De ontdekking van de hemel (Harry Mulisch)

Harry Mulisch en De ontdekking van de hemel. Onlangs nog in Humo vond Bart Van Den Bossche het een boek “om van begin tot einde omver van te vallen”.

Omver van de verveling, ja. En van de ergernis. Het enige voordeel dat het boek heeft, is dat het snel uitgelezen is. Maar mocht die stapel papier veroorzaakt zijn door een andere schrijver dan Mulisch in een ander taalgebied dat het onze, er zou niets meer van overblijven.

Gekunsteld, hoogdravend, houterig, breedsprakerig, betweterig, Magnum Opus my ass. De arrogantie van Mulisch (“kijk eens hoe veel ik weet! zie eens hoe handig ik een filosofische roman met een psychologische roman met een sleutelroman met een avonturenroman verweef! 65 hoofdstukken–is het iemand al opgevallen dat ik dit jaar precies 65 ben?! lijk ik zo niet een beetje op Dante?”) druipt van elke pagina af.
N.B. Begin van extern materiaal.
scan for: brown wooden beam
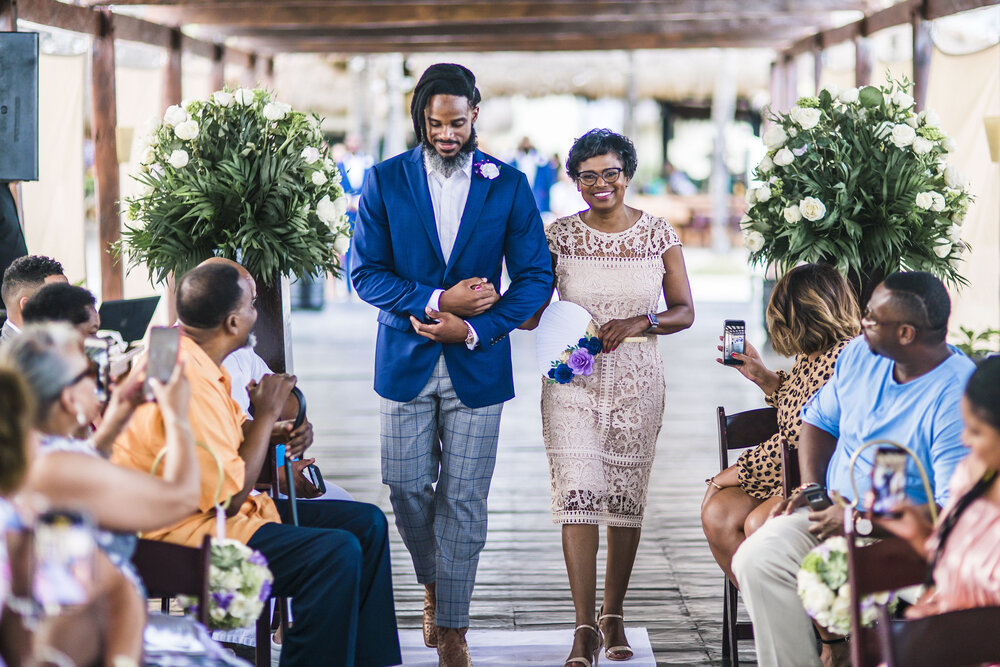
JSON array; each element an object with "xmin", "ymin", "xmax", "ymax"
[
  {"xmin": 0, "ymin": 0, "xmax": 17, "ymax": 32},
  {"xmin": 210, "ymin": 43, "xmax": 225, "ymax": 90},
  {"xmin": 855, "ymin": 36, "xmax": 874, "ymax": 87},
  {"xmin": 912, "ymin": 10, "xmax": 932, "ymax": 111},
  {"xmin": 164, "ymin": 27, "xmax": 182, "ymax": 108},
  {"xmin": 90, "ymin": 0, "xmax": 867, "ymax": 10},
  {"xmin": 92, "ymin": 9, "xmax": 123, "ymax": 301}
]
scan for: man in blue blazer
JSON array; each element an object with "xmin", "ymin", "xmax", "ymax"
[{"xmin": 352, "ymin": 63, "xmax": 552, "ymax": 665}]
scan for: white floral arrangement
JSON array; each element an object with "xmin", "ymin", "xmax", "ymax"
[
  {"xmin": 797, "ymin": 536, "xmax": 896, "ymax": 635},
  {"xmin": 742, "ymin": 78, "xmax": 973, "ymax": 291},
  {"xmin": 178, "ymin": 538, "xmax": 274, "ymax": 630},
  {"xmin": 121, "ymin": 88, "xmax": 351, "ymax": 285}
]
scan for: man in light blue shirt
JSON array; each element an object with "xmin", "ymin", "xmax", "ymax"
[{"xmin": 732, "ymin": 272, "xmax": 975, "ymax": 667}]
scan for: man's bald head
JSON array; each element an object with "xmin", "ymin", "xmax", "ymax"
[
  {"xmin": 197, "ymin": 257, "xmax": 255, "ymax": 297},
  {"xmin": 177, "ymin": 263, "xmax": 244, "ymax": 329}
]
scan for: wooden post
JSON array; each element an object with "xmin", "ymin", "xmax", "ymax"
[
  {"xmin": 164, "ymin": 28, "xmax": 182, "ymax": 108},
  {"xmin": 783, "ymin": 55, "xmax": 797, "ymax": 110},
  {"xmin": 210, "ymin": 44, "xmax": 225, "ymax": 92},
  {"xmin": 855, "ymin": 36, "xmax": 874, "ymax": 87},
  {"xmin": 0, "ymin": 0, "xmax": 17, "ymax": 31},
  {"xmin": 812, "ymin": 43, "xmax": 823, "ymax": 95},
  {"xmin": 242, "ymin": 53, "xmax": 257, "ymax": 88},
  {"xmin": 92, "ymin": 9, "xmax": 123, "ymax": 300},
  {"xmin": 912, "ymin": 9, "xmax": 932, "ymax": 111},
  {"xmin": 254, "ymin": 276, "xmax": 293, "ymax": 374},
  {"xmin": 260, "ymin": 56, "xmax": 274, "ymax": 89}
]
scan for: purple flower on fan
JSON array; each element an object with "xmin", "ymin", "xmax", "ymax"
[
  {"xmin": 259, "ymin": 580, "xmax": 272, "ymax": 602},
  {"xmin": 553, "ymin": 363, "xmax": 574, "ymax": 384},
  {"xmin": 248, "ymin": 550, "xmax": 268, "ymax": 567},
  {"xmin": 212, "ymin": 591, "xmax": 234, "ymax": 610},
  {"xmin": 567, "ymin": 349, "xmax": 595, "ymax": 376}
]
Officier in de Orde van Oranje-Nassau indeed. Zilveren Erepenning van de Stad Amsterdam, ‘t is wat.

Het plot is achterlijk (lees gerust maar de samenvatting na), zelfs de onderdelen hebben een kinderachtige naam (“het begin van het begin”, “het einde van het begin”, “het begin van het einde” en –wait for it, wait for it– “het einde van het einde”).  De driehoek Onno/Ada/Max is ongeloofwaardig, het hele hoofdstuk Cuba is van een aan het onwaarschijnlijke grenzende saaiheid, deel twee (einde van het begin dus) is bij nader inzien compleet overbodig, wellicht was de situatie rond Ada in deel drie nuttig maar ik zou niet weten waarom, de jonge Quinten is een karikaturale non-persoon, de iets oudere Quinten een etter van een non-persoon, en de hele ontknoping leest als Umberto Eco maar dan in zeer dunne spoeling. En als men in het woordenboek naar une fin en queue de poisson gaat kijken, staat daar een hyperlink naar het einde van De ontdekking van de Hemel (het einde van “het einde van het einde”, als het ware, ha ha).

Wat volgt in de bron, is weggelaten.